Три пары топтались на одном месте, зато помощник садовника все набирал и набирал скорость.
— Да что вы такое говорите?! — сердился трубочист.
— Но почему же это нынче вы никак не можете себя проявить? — поинтересовался у него управляющий, танцевавший на месте в паре с отставным ротмистром.
— Знайте же, господа, — сказал трубочист и нежно опустил руку на плечо своего партнера пана Ярды Тимика, маляра и лакировщика, уши у которого были все в разноцветных пятнах, — что мой дедушка работал трубочистом в Бенешове. И поспорил, что когда эрцгерцог Фердинанд д'Эсте пойдет с графиней Хотек, то есть со своей женой, в церковь, то он, то есть мой дедушка, ухватит графиню за икру. В то воскресенье возле церкви собрались все ремесленники города во фраках и цилиндрах. И когда эрцгерцог приехал, дедушка, который стоял на третьей ступеньке церковной лестницы, перекрестился и шасть рукой графине под юбку…
— И что, твердые у нее оказались икры? — остановилась третья пара.

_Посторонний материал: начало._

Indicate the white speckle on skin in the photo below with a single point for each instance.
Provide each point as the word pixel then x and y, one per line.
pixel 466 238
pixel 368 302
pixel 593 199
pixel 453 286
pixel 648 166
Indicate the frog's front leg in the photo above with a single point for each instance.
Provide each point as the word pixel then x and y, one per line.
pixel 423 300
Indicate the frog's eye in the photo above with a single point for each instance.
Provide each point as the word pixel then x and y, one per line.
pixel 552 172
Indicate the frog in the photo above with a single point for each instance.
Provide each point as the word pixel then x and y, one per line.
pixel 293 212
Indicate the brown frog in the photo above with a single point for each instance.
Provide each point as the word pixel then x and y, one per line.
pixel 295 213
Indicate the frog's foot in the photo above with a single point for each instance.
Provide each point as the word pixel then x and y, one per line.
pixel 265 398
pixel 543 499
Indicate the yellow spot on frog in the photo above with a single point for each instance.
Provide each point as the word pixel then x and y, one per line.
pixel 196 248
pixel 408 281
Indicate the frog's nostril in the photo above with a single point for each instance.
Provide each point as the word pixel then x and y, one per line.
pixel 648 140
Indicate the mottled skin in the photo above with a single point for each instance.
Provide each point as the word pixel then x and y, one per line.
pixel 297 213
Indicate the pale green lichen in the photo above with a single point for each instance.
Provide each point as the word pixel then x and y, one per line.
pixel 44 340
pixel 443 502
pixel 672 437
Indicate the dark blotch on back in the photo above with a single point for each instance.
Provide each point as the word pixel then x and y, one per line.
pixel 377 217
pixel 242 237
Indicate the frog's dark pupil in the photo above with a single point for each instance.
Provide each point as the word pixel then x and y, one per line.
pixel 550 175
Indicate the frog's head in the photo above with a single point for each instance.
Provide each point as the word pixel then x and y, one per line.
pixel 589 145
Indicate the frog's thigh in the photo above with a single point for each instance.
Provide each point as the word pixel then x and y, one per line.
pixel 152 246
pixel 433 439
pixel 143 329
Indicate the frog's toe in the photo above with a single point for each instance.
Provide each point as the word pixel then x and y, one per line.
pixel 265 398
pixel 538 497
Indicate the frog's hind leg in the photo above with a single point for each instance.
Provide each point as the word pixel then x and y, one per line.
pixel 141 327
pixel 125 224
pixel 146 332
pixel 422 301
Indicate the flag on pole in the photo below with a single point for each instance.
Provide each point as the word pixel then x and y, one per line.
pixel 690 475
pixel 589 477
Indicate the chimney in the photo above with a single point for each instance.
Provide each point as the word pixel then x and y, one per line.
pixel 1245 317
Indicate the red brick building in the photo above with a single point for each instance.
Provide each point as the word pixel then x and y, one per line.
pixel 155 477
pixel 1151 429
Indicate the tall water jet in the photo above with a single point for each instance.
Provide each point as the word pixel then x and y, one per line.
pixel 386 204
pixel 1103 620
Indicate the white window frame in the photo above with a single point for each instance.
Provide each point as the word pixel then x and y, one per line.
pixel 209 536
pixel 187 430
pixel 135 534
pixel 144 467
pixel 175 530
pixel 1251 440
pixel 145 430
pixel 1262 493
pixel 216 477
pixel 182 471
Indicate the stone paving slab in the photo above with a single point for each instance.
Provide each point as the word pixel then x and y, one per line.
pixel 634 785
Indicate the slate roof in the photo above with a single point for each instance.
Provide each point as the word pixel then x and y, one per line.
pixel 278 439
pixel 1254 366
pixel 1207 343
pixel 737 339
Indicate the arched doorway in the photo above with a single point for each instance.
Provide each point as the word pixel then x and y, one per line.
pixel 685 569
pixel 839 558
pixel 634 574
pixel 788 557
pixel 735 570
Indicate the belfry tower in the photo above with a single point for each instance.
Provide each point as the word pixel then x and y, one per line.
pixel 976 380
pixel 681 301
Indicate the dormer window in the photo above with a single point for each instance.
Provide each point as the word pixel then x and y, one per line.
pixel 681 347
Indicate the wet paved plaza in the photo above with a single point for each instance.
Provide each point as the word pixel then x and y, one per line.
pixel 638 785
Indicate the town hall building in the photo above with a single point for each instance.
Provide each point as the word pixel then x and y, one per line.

— Дедушка говорил, что такие икры ему больше никогда не попадались… Трудно поверить, что нашлась сволочь, которая их не оценила! — вздохнул трубочист. — Ну так вот, а эрцгерцог, значит, выхватил револьвер, чтобы пристрелить дедушку прямо на месте. А ремесленники во фраках упали на колени и упросили, чтобы он дедушку пощадил — в городе-то трубочистов, кроме него, не было, если бы их хотя бы двое было, тогда, конечно, дело другое, а так-то как без трубочиста оставаться? Эрцгерцог подумал-подумал и сказал, чтобы дедушка доставил две тысячи золотых в Конопиште, в эрцгерцогский замок, чтобы пожертвовать их разорившимся дворянкам. Дедушка прямо упарился, пока собирал эти две тысячи, но он все-таки набрал их, а потом так напился, что его несли домой в корыте, и какому-то пьяному парикмахеру взбрело по дороге в голову сбрить дедушке бороду. И он его постриг и бритвой сбрил ему бороду, а потом дедушку положили на диван. А утром он проснулся, плеснул из умывальника воды себе на физиономию, остолбенел от удивления, глянул в зеркало да и говорит: «Это не я». И где же кончил он свои дни, друг мой? — вопросил трубочист, раскачиваясь в сладком ритме танго.